Die Krypto-Futures und -Optionen der CME Group sind am 29. Mai auf durchgehenden Handel umgestellt worden und haben damit die Wochenend-Handelspause beendet, die jahrelang den Marktrhythmus bestimmte. In den ersten 48 Stunden unter dem neuen 24/7-Zeitplan wurden über 7.200 Bitcoin-Futures-Kontrakte gehandelt – mit einem Nominalwert von rund 50 Millionen Dollar. Der Schritt markiert die erste volle Woche ohne eine Wochenend-Preislücke, und Händler kalibrieren bereits neu, wie sie die nächsten Marktbewegungen lesen.

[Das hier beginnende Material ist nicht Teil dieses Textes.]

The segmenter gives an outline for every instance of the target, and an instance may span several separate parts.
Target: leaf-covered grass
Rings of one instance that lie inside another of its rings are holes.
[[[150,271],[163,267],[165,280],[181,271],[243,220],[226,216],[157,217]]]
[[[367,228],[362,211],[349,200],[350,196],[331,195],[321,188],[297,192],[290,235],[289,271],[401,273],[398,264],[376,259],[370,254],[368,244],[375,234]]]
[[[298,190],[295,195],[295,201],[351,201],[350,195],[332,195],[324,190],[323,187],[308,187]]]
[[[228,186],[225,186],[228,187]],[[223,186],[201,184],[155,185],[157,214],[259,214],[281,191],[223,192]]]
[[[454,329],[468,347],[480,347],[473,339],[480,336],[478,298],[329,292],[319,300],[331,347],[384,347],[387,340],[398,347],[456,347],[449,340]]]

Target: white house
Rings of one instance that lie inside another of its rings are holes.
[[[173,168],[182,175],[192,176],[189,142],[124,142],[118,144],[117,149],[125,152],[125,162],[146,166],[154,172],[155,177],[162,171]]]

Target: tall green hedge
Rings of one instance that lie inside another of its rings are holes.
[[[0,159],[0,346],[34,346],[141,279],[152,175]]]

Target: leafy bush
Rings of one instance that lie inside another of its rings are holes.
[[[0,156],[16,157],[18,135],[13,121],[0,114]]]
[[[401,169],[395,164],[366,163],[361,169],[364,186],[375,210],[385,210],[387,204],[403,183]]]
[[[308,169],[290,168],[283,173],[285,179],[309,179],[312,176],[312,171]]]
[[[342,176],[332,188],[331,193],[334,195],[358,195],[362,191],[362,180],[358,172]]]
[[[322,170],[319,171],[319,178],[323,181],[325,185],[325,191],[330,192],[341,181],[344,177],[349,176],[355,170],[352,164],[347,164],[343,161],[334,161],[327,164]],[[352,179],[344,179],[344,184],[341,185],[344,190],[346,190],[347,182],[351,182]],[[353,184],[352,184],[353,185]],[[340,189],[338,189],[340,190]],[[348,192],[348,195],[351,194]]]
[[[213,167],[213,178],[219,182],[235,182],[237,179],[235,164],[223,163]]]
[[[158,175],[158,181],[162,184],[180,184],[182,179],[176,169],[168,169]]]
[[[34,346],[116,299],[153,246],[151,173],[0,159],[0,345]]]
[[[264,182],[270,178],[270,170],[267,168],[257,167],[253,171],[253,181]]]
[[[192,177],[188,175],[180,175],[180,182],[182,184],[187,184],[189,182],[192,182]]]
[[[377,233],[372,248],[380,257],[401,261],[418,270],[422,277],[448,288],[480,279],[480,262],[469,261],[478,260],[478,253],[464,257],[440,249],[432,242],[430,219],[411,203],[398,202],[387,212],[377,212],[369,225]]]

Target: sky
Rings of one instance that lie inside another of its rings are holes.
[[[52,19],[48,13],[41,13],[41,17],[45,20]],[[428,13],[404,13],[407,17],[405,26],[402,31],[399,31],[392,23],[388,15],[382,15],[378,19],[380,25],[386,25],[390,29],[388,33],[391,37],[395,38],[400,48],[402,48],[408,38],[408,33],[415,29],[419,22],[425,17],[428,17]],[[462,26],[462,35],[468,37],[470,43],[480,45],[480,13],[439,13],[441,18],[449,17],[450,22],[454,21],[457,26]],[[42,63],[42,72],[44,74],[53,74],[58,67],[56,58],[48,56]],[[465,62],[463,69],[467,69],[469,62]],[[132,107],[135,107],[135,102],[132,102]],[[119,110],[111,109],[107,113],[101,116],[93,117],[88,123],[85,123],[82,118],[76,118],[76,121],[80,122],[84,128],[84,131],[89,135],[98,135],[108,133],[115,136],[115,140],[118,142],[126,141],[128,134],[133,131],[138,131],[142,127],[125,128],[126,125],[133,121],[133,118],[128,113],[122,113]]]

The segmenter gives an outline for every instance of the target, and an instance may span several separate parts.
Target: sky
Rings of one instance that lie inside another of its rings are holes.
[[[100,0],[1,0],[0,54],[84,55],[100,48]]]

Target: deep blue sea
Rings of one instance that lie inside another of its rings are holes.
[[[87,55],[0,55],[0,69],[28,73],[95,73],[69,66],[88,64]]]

Die ersten 48 Stunden in Zahlen
Während die Aktienmärkte Rekorde erzielten – der S&P 500, der Dow und der Nasdaq schlossen am 1. Juni auf Allzeithochs – hatte Bitcoin Mühe, die Marke von 70.000 Dollar zu halten. Die Tatsache, dass der kontinuierliche Handel der CME in eine Woche startete, in der Bitcoin diese Unterstützungsmarke beinahe verloren hätte, unterstreicht die neue Dynamik: Ohne einen Wochenend-Schluss gibt es keinen sauberen Reset-Punkt für die Kurse. Die Krypto-Derivate der Börse haben im Jahr 2026 bisher durchschnittlich 407.200 Kontrakte pro Tag verzeichnet, ein Anstieg von 46 % gegenüber dem Vorjahr, sodass das Infrastruktur-Upgrade auf einer Wachstumskurve kommt.
Der Hintergrund der ETF-Abflüsse
Der Start erfolgte nicht im luftleeren Raum. Bitcoin-Spot-ETFs verzeichneten in den zehn Handelssitzungen vom 15. bis 29. Mai – dem Zeitraum unmittelbar vor der Umstellung der CME – Nettoabflüsse von rund 3 Milliarden Dollar. Die perpetual Basis, ein wichtiges Stimmungsbarometer im Derivatemarkt, wurde Mitte Mai negativ, wobei die annualisierte 30-Tage-Rate auf -0,45 % fiel, nach 3,16 % ein Jahr zuvor. Dies deutet darauf hin, dass die bullische Hebelwirkung von Anfang 2025 durch eine vorsichtige oder bärische Positionierung ersetzt wurde.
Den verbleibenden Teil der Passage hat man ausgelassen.